Tanto los eventos positivos como los eventos de pérdida pueden desestabilizarnos, lo que nos obliga a cambiar radicalmente nuestra comprensión del mundo.
Por Harry Czechowicz y Sonia Peña Czechowicz

Tomado del libro ¿Me quedo o me voy? Inteligencia Migratoria, Ediciones B



Si bien básicamente un puente permite cruzar de un lugar a otro, el concepto de puente puede adquirir distintos significados para las personas. Y es que los puentes se remontan a los inicios de la historia de la humanidad, de ahí su gran variedad tanto en tamaño, en estructura, en diseño, en belleza…

En este sentido, para el tema migratorio la palabra “puente” representa el conjunto de preguntas psicológicas, emocionales y duelos, así como aspectos prácticos relacionados con el hecho de mudarse a otro país, otra cultura, otras costumbres y otras realidades cotidianas. Así, el puente migratorio se podría definir como el instrumento para conocer, explorar y entender mejor los elementos a trabajar con la ayuda de la Inteligencia Migratoria.

Puentes estables Vs puentes colgantes

Existen puentes seguros o estables, como por ejemplo, para personas que ya cuentan con trabajos en el país de destino, o con recursos internos y externos, además del apoyo de sus familias. Pero para quienes tienen una situación llena de dudas y asuntos por resolver, existen los puentes colgantes y angostos que permiten el paso de emigrantes con incertidumbre. En estos puentes hay que aferrarse fuertemente de las cuerdas laterales, respirar profundo, armarse de valor y confiar que el pánico no le dificulte el cruzarlo. Y si bien quien lo cruza quisiera inspirar confianza a quienes lo siguen detrás, en realidad eso no es posible pues cada persona es dueña de sus miedos, dudas, ganas de regresar o de buscar un camino que, aunque quede bastante lejos, pueda ser propio porque es su derecho considerar esa alternativa.

Otros pueden resistirse a cruzar el puente y simplemente vuelven al lugar seguro que siempre les espera, aunque sepan que no volverán con el grupo completo, al menos por esa vez.

De un lado del puente no sólo están los afectos y la vida previa (trabajo, identidad, amigos, familia) sino también las amenazas, falta de oportunidades, temores, pobreza, caos y deterioro de su calidad de vida, así como el rechazo a aceptar el horror y la vulgaridad como parte obligada de la cotidianidad.

Y si por una parte ese conjunto de circunstancias negativas aparecen en diversas sociedades y con diferentes niveles, cuando tocan la realidad cercana, la persona comienza a buscar opciones que le brinden más seguridad, opciones que existen después de cruzar el puente colgante.

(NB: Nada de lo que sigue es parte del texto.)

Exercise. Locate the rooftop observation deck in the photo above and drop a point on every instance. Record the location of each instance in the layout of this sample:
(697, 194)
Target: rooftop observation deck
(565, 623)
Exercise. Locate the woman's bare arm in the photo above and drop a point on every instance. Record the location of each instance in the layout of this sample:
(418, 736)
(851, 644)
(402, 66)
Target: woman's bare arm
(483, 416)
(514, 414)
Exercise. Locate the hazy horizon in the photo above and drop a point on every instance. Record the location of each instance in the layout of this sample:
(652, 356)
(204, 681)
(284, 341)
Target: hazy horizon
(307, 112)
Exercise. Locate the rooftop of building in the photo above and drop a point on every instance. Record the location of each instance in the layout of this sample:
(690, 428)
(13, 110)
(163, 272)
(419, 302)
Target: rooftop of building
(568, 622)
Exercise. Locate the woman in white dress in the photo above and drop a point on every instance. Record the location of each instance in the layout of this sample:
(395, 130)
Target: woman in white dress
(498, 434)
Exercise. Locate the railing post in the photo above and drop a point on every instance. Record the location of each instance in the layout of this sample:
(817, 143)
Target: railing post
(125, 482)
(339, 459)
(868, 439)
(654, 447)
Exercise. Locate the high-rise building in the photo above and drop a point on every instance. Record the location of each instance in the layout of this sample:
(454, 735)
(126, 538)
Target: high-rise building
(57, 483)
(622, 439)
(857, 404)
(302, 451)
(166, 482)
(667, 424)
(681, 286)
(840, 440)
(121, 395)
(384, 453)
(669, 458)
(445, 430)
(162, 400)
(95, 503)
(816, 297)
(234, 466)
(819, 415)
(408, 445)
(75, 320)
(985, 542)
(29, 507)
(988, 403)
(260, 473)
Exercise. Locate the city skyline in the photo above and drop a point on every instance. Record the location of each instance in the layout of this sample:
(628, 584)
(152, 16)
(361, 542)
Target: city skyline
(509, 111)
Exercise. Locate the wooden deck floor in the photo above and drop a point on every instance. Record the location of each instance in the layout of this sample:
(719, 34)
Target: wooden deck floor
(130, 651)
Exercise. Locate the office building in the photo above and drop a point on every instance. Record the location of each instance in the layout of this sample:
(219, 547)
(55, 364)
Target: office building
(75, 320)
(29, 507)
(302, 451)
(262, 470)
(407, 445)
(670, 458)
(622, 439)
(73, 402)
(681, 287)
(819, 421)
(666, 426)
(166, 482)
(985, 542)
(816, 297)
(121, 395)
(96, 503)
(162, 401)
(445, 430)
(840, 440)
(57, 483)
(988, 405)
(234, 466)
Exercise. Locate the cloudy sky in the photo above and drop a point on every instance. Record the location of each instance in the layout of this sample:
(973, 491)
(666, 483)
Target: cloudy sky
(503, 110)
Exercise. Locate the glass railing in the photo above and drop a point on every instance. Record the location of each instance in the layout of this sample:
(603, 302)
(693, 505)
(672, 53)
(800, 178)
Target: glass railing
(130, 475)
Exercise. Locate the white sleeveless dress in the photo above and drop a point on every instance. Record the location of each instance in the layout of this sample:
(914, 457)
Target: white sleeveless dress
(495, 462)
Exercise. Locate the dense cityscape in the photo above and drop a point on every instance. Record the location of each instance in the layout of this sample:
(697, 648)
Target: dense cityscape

Este puente se denomina el puente migratorio.

La principal diferencia entre este puente colgante y el puente seguro o estable no se mide en términos de longitud, sino en términos de tiempo, etapas y períodos de aprendizaje. Cada etapa o período conlleva una serie de interrogantes sin respuestas predeterminadas. Sin embargo, cada persona reconoce internamente cuándo obtuvo algunas respuestas que le permitirán seguir su proceso hasta la siguiente pregunta, pero siempre con mayor seguridad y confianza.